Q: There is research suggesting that the quality of review declines with age (Callaham, 2011); at the same time, the h-score of authors increases with age. A graduate student (or post-doc) may provide an excellent quality review yet have a very small h-index score. At the other end, an emeritus professor may provide a very poor review and have a very high h-index. Is it possible to distinguish quality from longevity in these cases?
A: Another good question and something we’re thinking about. I’m aware of these types of studies, but I’m not certain older reviewers are necessarily poor reviewers. Having said that, it is absolutely true that a younger reviewer can do a great job. H-index seems to be the most widely accepted and available metric for what we are trying to accomplish. We are looking into whether or not the m-index, which takes into account the length of someone’s publication history, might be an alternative.
Q: Similarly, a journal that employs professional editors, like Nature, may score much more poorly than one that relies entirely on researchers, like eLife. Care to comment?
A: I’d just repeat what I said earlier. We don’t want to focus on “scores” as much as participation. It’s amazing when an athlete wins the gold, silver or bronze medal, but it’s amazing for any athlete who participates in the Olympics.
Q: Your algorithm also includes, in the denominator, the square-root of the article version in its score.
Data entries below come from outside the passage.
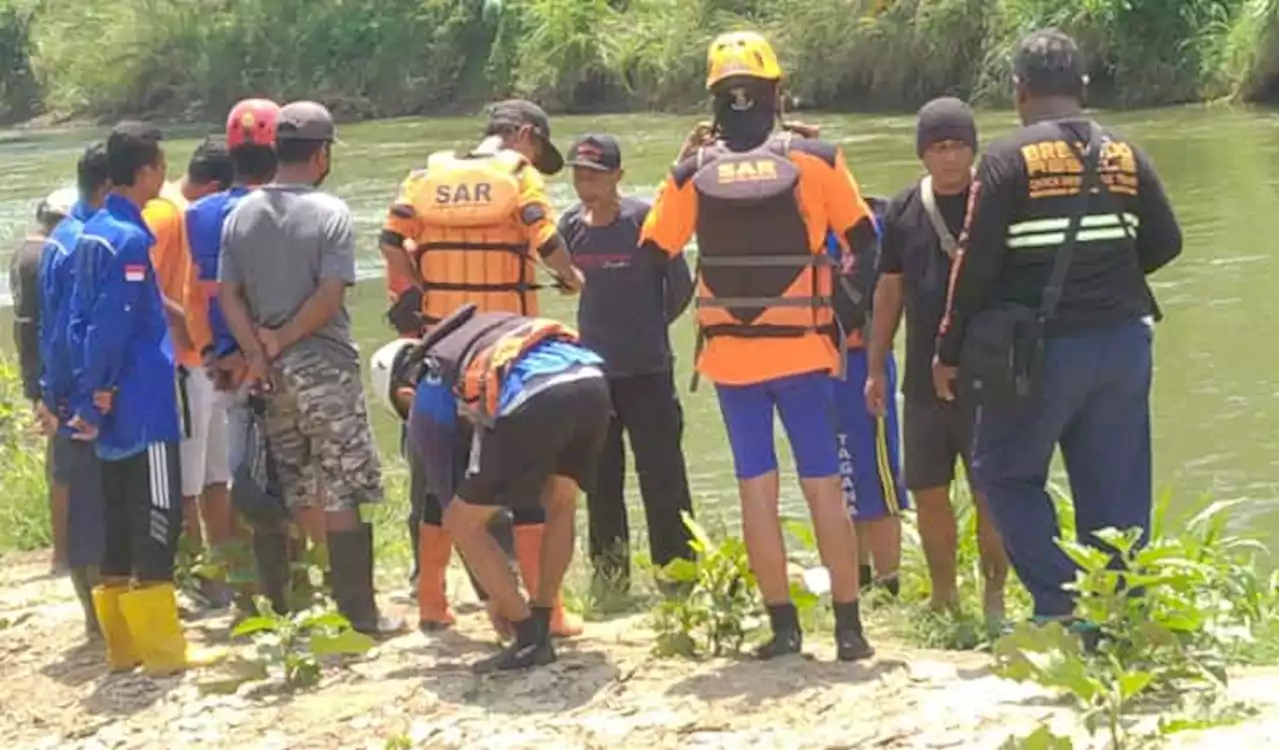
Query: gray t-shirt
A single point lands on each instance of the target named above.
(279, 243)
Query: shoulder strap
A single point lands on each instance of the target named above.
(1091, 175)
(940, 224)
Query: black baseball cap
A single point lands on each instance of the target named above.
(1048, 62)
(598, 151)
(519, 111)
(305, 120)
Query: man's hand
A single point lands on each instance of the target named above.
(103, 401)
(944, 380)
(877, 385)
(45, 420)
(572, 284)
(270, 341)
(82, 430)
(700, 136)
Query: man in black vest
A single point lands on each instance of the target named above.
(1084, 383)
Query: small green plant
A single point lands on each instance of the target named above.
(1042, 739)
(1159, 616)
(293, 644)
(714, 602)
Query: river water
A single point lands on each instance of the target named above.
(1216, 397)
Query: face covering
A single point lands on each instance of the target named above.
(745, 115)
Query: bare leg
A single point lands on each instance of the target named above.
(937, 524)
(763, 535)
(469, 525)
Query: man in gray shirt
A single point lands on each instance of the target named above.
(288, 255)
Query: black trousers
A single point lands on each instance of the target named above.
(142, 513)
(648, 410)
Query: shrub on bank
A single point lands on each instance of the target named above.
(383, 58)
(24, 498)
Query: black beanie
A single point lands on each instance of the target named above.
(945, 119)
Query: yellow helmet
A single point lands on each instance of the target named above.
(741, 53)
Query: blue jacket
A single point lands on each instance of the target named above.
(205, 219)
(118, 321)
(434, 431)
(56, 282)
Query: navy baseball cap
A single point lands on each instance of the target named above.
(595, 151)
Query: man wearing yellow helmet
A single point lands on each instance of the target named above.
(763, 202)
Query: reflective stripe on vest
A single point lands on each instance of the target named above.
(472, 248)
(1051, 232)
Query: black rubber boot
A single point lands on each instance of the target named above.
(83, 579)
(850, 643)
(272, 558)
(531, 648)
(787, 638)
(351, 561)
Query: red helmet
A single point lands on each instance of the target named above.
(252, 122)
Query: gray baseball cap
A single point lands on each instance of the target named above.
(305, 120)
(519, 111)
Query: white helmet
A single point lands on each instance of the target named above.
(387, 370)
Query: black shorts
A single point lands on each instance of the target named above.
(935, 433)
(558, 431)
(142, 513)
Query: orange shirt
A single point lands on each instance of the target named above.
(830, 199)
(531, 225)
(176, 274)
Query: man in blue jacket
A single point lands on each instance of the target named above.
(126, 399)
(73, 463)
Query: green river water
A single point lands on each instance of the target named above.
(1216, 399)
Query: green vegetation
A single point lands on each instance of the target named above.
(383, 58)
(24, 521)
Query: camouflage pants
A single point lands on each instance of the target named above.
(319, 433)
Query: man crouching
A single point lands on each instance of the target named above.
(536, 406)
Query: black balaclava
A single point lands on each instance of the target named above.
(745, 113)
(945, 119)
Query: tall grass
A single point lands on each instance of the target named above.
(376, 58)
(24, 521)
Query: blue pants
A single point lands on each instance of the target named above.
(803, 402)
(869, 466)
(1095, 406)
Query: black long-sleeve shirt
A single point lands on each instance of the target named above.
(630, 297)
(24, 287)
(1022, 201)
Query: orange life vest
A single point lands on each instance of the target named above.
(757, 274)
(472, 248)
(474, 351)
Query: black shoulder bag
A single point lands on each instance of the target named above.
(1001, 361)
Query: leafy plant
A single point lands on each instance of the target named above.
(1156, 614)
(293, 644)
(716, 603)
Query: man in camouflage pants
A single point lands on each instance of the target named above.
(288, 256)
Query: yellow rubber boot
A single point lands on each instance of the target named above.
(151, 612)
(122, 655)
(529, 556)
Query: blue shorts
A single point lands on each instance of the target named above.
(804, 403)
(869, 466)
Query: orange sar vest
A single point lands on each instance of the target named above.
(757, 274)
(474, 247)
(474, 351)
Why does a paper that has gone through multiple revisions indicate poorer peer review? In my thinking, it suggests just the opposite.
A: I don’t think it indicates poorer peer review at all. A paper might come in to a journal that is really well written by a researcher who is tops in their field. It may only need 1 or 2 revisions. Is that “bad?” Of course not. We use the square-root because typically earlier rounds of review are much more rigorous then later rounds. By the final rounds of review some reviewers may have dropped off or they’re basically just saying “Yeah, they’ve addressed my concerns. Accept!”
Q: How does your algorithm adjust for missing data? Do you impute values?
A: The system would flag instances like those so staff could go in via an admin to see what’s going on and manually enter the appropriate info.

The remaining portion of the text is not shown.